Tratemos de definir un contenido último de la izquierda que subyacería a
todos los contextos en que el término ha sido usado: nunca encontraremos
uno que no presente excepciones. Estamos exactamente en el campo de los
juegos de lenguaje de Wittgenstein: a lo más que podemos acercarnos es a
encontrar «family ressemblances». Demos algunos ejemplos. En años
recientes se ha hablado mucho de la necesidad de profundizar la línea de
separación entre Estado y sociedad civil. No es difícil advertir, sin
embargo, que esta propuesta no proporciona a la izquierda ninguna teoría
de la superficie de emergencia de los antagonismos, generalizable más allá
de un limitado número de situaciones. Ello parecería implicar que toda
forma de dominación se encarna en el Estado. Pero es claro que la
sociedad civil también es la sede de numerosas relaciones de opresión y,
por consiguiente, de antagonismos y luchas democráticas. Teorías tales
como la de los «aparatos ideológicos del Estado» de Althusser intentaban,
de modo más o menos confuso, crear un marco teórico que hiciera posible
reflexionar sobre estos fenómenos de desplazamiento del campo de la
dominación. En el caso de la lucha feminista, el Estado es un medio
importante de hacer avanzar, a menudo contra la sociedad civil, una
legislación que combata al sexismo. En numerosos países subdesarrollados
la expansión de las funciones del Estado central es un medio de establecer
una frontera en la lucha contra formas extremas de explotación por parte
de oligarquías terratenientes. Por lo demás, el Estado no es un medio
homogéneo, separado por un foso de la sociedad civil, sino un conjunto
dispar de ramas y funciones sólo relativamente integrado por las prácticas
hegemónicas que tienen lugar en su interior. Sobre todo, no debe olvidarse
que el Estado puede ser la sede de numerosos antagonismos democráticos,
en la medida en que un conjunto de funciones en su seno —profesionales o
técnicas, por ejemplo— pueden entrar en relaciones antagónicas con
centros de poder que, dentro del mismo Estado, intentan coartarlas y
deformarlas.

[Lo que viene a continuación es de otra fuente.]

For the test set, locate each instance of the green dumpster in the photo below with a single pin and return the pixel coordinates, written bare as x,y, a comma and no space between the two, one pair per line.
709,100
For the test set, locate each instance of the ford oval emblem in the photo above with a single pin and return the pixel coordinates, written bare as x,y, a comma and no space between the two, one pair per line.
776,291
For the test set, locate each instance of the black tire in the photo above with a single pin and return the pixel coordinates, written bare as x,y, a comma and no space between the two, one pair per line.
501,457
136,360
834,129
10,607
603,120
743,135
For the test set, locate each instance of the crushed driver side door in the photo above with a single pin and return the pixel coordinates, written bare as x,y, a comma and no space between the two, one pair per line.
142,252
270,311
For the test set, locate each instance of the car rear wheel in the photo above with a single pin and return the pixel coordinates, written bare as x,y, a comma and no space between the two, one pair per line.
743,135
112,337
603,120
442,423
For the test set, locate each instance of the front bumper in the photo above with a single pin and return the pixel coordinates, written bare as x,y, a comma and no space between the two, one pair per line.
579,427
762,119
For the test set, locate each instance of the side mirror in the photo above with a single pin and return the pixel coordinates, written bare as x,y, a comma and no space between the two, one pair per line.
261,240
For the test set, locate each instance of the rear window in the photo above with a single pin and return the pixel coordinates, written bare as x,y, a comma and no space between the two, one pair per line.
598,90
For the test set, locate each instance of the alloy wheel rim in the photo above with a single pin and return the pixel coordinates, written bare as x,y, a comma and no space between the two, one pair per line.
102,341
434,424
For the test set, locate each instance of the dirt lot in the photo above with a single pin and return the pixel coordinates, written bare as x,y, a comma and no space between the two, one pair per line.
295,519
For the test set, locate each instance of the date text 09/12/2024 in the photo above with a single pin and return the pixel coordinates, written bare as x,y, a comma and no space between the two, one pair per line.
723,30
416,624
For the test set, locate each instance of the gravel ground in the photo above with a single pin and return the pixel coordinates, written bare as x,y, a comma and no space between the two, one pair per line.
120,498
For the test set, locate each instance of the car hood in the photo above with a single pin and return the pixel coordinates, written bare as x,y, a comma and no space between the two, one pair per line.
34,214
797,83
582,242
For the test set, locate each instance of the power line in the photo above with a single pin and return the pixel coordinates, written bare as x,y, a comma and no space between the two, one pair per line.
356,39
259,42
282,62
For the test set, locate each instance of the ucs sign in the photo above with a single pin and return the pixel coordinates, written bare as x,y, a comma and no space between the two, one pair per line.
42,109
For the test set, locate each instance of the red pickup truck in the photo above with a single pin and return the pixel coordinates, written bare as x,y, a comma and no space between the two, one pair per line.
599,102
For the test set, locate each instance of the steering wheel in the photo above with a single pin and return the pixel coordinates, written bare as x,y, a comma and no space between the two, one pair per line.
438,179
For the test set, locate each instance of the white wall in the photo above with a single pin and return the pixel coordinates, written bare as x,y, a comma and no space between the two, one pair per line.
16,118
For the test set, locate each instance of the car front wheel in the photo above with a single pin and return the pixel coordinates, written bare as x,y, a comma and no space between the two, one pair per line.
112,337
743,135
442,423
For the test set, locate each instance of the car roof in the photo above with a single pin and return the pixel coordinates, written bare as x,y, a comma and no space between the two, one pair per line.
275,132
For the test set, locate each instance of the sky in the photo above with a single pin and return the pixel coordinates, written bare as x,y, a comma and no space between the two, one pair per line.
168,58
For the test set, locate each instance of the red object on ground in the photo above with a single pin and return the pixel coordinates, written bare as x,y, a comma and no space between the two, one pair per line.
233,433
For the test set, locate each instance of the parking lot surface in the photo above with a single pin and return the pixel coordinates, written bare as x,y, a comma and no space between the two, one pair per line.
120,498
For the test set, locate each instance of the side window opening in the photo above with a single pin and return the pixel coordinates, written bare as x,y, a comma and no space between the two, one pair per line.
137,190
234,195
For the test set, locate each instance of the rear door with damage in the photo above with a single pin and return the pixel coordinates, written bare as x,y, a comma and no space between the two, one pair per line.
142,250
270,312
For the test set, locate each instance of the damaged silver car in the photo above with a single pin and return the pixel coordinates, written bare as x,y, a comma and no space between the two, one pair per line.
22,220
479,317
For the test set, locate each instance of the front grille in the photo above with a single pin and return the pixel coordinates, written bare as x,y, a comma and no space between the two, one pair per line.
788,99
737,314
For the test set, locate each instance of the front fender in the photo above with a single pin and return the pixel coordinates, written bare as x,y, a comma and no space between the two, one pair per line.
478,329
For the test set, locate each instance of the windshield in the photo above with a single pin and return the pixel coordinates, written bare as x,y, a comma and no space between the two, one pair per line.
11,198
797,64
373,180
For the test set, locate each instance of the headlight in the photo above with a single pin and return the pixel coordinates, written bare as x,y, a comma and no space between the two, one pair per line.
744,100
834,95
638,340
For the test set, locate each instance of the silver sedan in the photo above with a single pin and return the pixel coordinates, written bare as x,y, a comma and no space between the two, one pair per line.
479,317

Todo esto no quiere decir, desde luego, que en ciertos casos
la división entre Estados y sociedad civil no pueda constituir la línea
política fundamental de demarcación —esto es lo que ocurre cuando el
Estado se ha transformado en una excrecencia burocrática impuesta por la
fuerza al resto de la sociedad, como en el caso de Europa del Este; o en el
caso de la Nicaragua de los Somoza, en que se trataba de una dictadura
sostenida por un aparato militar. Pero, en todo caso, es claro que es
imposible señalar a priori al Estado o a la sociedad civil como la
superficie de emergencia de los antagonismos democráticos. Otro tanto
puede decirse cuando se trata de determinar el carácter positivo o negativo,
desde el punto de vista de una política de izquierda, de ciertas formas
organizativas. Consideremos, por ejemplo, la forma «partido». El partido
como institución política puede, en ciertas circunstancias, ser una instancia
de cristalización burocrática que frene a los movimientos de masas; pero
en otras, puede ser el organizador de masas dispersas y políticamente
vírgenes, y constituirse, por tanto, en instrumento de expansión y
profundización de las luchas democráticas. El punto importante es que, en
la medida en que ha desaparecido el campo de la «sociedad en general » .

como marco válido del análisis político, ha desaparecido también la


posibilidad de establecer una teoría general de la política sobre la base de
categorías topográficas —es decir, de categorías que fijen de modo
permanente el sentido de ciertos contenidos en tanto que diferencias
localizables en el seno de un complejo relacional.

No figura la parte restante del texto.